With luck this year, I'll be able to pull another permit. I plan on a DIY hunt on private land that holds good numbers of bears. 

What should I use for bait? I have unlimited access to carp, as I spearfish and bowfish them all summer long, and I've got a giant empty freezer. Are fish any good? Or should I just stock up on sweets and breads in summer around me?

I can use a barrel...How should I set it up if I use one? Or should I just use a log pile?

How often should I freshen the bait before season? Is once a week enough? Or should I get the landowner to fill er up more frequently just before I hunt? 

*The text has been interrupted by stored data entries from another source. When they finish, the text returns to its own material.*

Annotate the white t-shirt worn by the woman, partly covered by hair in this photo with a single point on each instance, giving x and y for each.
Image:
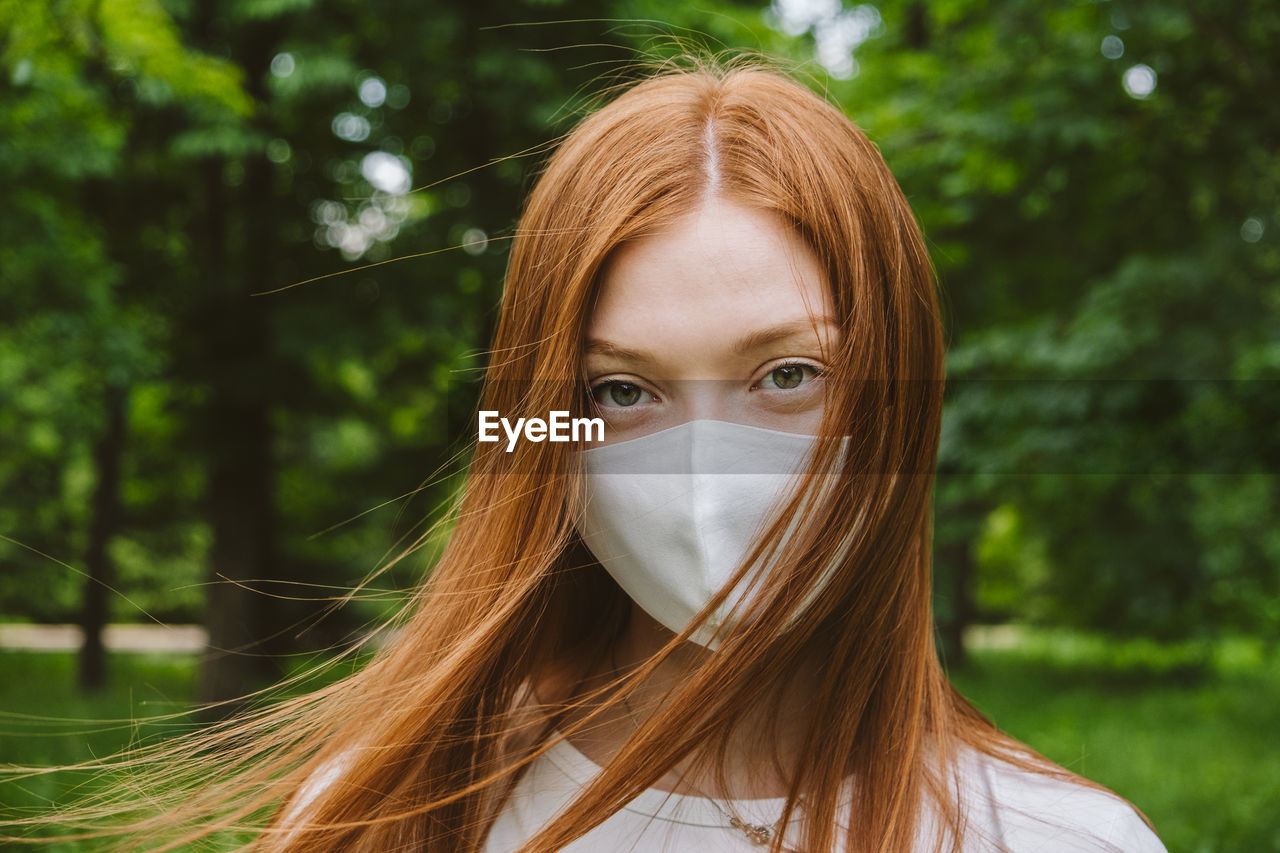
(1011, 810)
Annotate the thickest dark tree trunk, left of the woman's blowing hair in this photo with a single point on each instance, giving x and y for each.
(239, 367)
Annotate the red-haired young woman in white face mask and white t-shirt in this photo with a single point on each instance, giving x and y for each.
(711, 630)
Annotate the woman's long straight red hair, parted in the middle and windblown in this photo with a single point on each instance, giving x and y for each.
(419, 749)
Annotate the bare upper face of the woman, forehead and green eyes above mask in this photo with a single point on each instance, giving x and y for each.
(726, 316)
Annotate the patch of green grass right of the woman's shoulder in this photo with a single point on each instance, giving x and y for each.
(1190, 738)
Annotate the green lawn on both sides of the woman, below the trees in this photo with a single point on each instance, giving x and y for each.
(1188, 737)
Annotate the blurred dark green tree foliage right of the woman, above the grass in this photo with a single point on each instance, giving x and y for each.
(1100, 185)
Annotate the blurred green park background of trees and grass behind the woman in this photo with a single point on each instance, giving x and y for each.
(250, 256)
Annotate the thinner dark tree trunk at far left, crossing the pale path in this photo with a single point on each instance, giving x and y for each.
(104, 519)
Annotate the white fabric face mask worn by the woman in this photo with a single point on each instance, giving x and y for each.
(673, 516)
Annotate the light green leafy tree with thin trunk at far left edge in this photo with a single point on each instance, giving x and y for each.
(74, 340)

Thanks in advance for the help!


----------



## tbrent (Aug 6, 2009)

not that i have a wealth of knowledge but my uncle a few years back did a hunt himself we went to local bakeries and and got the left overs then he went to local resteraunts and got the old grease. hope it helps


----------



## hunting fool (Mar 9, 2009)

fish will work good to start thr bait for they smell pretty bad and get the smell out in the air, after the bear find the bait though you will want to go to something sweet to keep them comeing back as far as a barrel cut the top off and place wood over the top make sure there are some holes to let the smell out then a brick for weight to keep out other animals the barrel works good for being able to tell the size of the bear


----------



## thunder river outfitters (Aug 21, 2007)

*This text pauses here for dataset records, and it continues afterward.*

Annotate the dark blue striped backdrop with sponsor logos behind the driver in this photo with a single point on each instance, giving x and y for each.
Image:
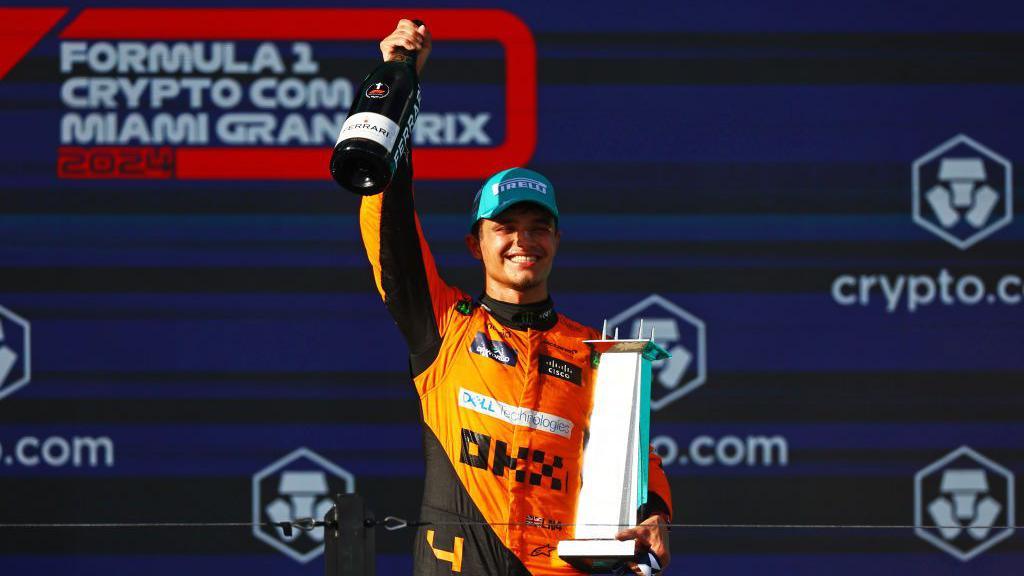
(814, 202)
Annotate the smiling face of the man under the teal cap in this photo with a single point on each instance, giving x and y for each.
(518, 248)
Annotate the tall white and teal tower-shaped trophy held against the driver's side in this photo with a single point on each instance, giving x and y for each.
(615, 462)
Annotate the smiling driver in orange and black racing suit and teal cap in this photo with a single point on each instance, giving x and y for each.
(505, 384)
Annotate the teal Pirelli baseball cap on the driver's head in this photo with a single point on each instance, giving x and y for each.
(513, 187)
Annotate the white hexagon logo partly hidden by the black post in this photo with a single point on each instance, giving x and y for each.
(300, 485)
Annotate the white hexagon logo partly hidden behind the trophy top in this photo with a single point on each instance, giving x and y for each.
(678, 332)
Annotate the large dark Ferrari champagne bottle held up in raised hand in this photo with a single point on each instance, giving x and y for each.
(376, 136)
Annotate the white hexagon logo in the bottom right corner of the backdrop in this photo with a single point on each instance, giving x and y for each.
(964, 504)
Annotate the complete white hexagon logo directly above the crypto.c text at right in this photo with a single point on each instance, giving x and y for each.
(963, 192)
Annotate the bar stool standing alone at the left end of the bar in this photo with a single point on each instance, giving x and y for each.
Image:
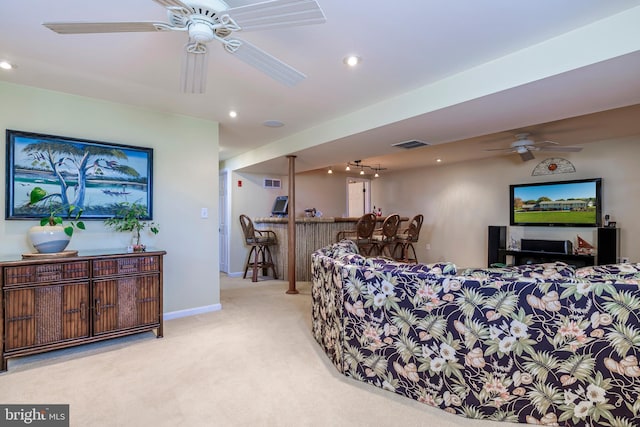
(260, 255)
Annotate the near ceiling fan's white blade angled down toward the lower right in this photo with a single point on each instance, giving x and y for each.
(264, 62)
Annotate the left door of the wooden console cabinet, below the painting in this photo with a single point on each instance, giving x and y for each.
(43, 315)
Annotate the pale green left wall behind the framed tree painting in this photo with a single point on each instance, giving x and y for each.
(185, 180)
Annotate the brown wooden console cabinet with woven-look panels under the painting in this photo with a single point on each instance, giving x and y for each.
(52, 303)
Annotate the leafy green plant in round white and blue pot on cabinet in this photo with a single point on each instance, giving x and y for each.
(52, 235)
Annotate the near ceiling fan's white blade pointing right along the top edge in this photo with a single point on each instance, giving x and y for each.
(277, 14)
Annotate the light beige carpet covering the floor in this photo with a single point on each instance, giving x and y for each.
(254, 363)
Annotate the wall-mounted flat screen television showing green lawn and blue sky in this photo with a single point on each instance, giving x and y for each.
(576, 203)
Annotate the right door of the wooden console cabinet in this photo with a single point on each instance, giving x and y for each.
(126, 302)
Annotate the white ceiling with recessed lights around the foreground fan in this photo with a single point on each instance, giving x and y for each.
(405, 45)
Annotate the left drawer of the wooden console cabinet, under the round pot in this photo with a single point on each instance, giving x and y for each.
(46, 273)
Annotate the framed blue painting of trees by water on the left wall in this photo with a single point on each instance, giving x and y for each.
(96, 176)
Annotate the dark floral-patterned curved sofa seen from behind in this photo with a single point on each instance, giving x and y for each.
(541, 344)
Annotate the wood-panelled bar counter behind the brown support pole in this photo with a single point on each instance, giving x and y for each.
(311, 234)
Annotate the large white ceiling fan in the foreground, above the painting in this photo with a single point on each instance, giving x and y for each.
(208, 20)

you might wanna use the fish at first, but switch to something sweet. last season we used the cheapest dog food we could find, mixed that with custard. that seemed to work perfect.


----------



## Pooh Bieri (Jan 19, 2010)

I never like using fish or meat, draws in the damn wolves. Use old cooking grease to get some stink in the air, then keep feeding them sweets, breads, dog food, ect.....


----------



## badjedi (Apr 30, 2008)

Doughnuts, granola & frosting worked the best for me.


----------



## Luv2hunteup (Mar 22, 2003)

Here's a link to what bait is legal when it contains grain. Who know; the definition may change by this coming fall. http://www.michigan-sportsman.com/forum/showthread.php?t=299077&highlight=bear+bait


----------



## sourdough44 (Mar 2, 2008)

I would use whatever bait/food you can scroung up. I would start with sweets though, you can put out the other stuff for when the good stuff is eaten. No, with an active pile once a week is not good. You & the bears need to get a routine. With a hot site bait just about every day the last 7-10 days. If you want to bait yourself maybe you could hook up with some local help. I already have 3 barrels of bait in position for next Fall.


----------



## tsddawson (Feb 26, 2010)

I'd use the fish but switch to the sweets. The sweets worked for me and I hung about 50 lbs of old venision up along with honey burns to get them in. The bald eagles sure liked the venison when I had 3 on the meat pole just before taking the 420lb bear!


----------



## tsddawson (Feb 26, 2010)

Did you get the custard in a 55 gallon drum from somewhere? Someone else in the bear check station was telling me where to get it but I forgot?


----------